Democracia: Historicamente houve um declínio do status do trabalho e uma invisibilização do trabalho livre (Wood)

“Os gregos não inventaram a escravidão, mas, em certo sentido, inventaram o trabalho livre. Embora a escravidão tenha chegado a níveis sem precedentes na Grécia clássica, particularmente em Atenas, não havia no mundo antigo nada de novo acerca do trabalho não livre ou da relação entre senhor e escravo. Mas o trabalhador livre, com status de cidadão numa cidade estratificada, especificamente o cidadão camponês com a liberdade jurídica e política implícita e a liberação de várias formas de exploração por coação direta dos donos da terra ou dos Estados, era certamente uma formação distintiva que indicava uma relação única entre as classes apropriadoras e produtoras.

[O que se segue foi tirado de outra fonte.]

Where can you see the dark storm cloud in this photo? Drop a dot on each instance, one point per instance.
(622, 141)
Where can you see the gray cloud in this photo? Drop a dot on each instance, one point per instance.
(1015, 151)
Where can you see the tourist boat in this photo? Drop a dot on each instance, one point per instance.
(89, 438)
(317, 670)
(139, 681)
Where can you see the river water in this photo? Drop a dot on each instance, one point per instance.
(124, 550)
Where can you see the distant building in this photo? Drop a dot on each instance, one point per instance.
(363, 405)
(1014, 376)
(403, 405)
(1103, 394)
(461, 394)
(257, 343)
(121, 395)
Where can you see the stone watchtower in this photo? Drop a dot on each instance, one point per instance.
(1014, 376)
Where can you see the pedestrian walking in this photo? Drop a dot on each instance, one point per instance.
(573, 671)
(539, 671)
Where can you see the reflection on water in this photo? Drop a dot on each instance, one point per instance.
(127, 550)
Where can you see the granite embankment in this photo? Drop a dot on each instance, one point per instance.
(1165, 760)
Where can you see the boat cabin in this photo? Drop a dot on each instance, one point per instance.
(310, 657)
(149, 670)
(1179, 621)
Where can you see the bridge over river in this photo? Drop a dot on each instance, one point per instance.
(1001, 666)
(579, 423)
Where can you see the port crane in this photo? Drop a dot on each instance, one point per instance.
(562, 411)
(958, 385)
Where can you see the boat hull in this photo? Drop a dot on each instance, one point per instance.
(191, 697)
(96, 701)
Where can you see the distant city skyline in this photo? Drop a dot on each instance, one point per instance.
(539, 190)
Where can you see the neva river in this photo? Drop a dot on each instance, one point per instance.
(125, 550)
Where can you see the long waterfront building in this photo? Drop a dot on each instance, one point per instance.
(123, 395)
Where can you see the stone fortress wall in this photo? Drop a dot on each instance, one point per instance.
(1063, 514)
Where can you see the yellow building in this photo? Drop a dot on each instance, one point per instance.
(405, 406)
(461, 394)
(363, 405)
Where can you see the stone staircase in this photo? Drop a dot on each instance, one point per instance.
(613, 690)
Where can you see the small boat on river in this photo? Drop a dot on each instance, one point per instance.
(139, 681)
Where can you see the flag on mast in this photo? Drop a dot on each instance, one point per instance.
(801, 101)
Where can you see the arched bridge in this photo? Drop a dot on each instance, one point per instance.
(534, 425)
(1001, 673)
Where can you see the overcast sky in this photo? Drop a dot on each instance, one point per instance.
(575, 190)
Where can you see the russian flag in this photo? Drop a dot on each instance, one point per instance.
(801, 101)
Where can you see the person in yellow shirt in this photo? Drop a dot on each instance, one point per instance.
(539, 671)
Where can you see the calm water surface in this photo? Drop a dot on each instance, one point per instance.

[...] As tradições políticas e culturais da Antiguidade clássica que chegam até nós estão, portanto, imbuídas do espírito do cidadão trabalhador e da vontade antidemocrática que ele inspirou e que informou os textos de grandes filósofos. [...]
[...] temos muito a aprender com a ruptura radical que, sob esse aspecto, separa o capitalismo moderno da democracia ateniense. Isso é verdade não apenas no sentido óbvio de a escravidão, depois de um papel renovado e proeminente na ascensão do capitalismo moderno, ter sido eliminada, mas no sentido de o trabalho livre, apesar de se tornar a forma dominante, ter perdido grande parte do status político e cultural que tinha a democracia grega. [...]
[...] a evolução das antigas sociedades escravagistas até o capitalismo liberal moderno ter sido marcada pelo declínio do status do trabalho. [...]
[...] o trabalho livre nunca teve a importância histórica geralmente atribuída à escravidão no mundo antigo. Quando chegam a tocar na questão do trabalho e de seus efeitos culturais, os historiadores da Antiguidade dão prioridade absoluta à escravidão. É consenso geral que a escravidão foi responsável pela estagnação tecnológica da Grécia e Roma antigas. A associação de trabalho com escravidão, segundo esse seguimento, produziu um desprezo geral pelo trabalho na cultura grega antiga. No curto prazo, a escravidão aumentou estabilidade da pólis democrática ao unir cidadãos ricos e pobres, mas causou no longo prazo o declínio do império romano – seja por sua presença (como obstáculo ao desenvolvimento das forças produtivas) ou por sua ausência (à medida que o declínio na oferta de escravos impôs pressões terríveis sobre o Estado romano imperial). E assim por diante.”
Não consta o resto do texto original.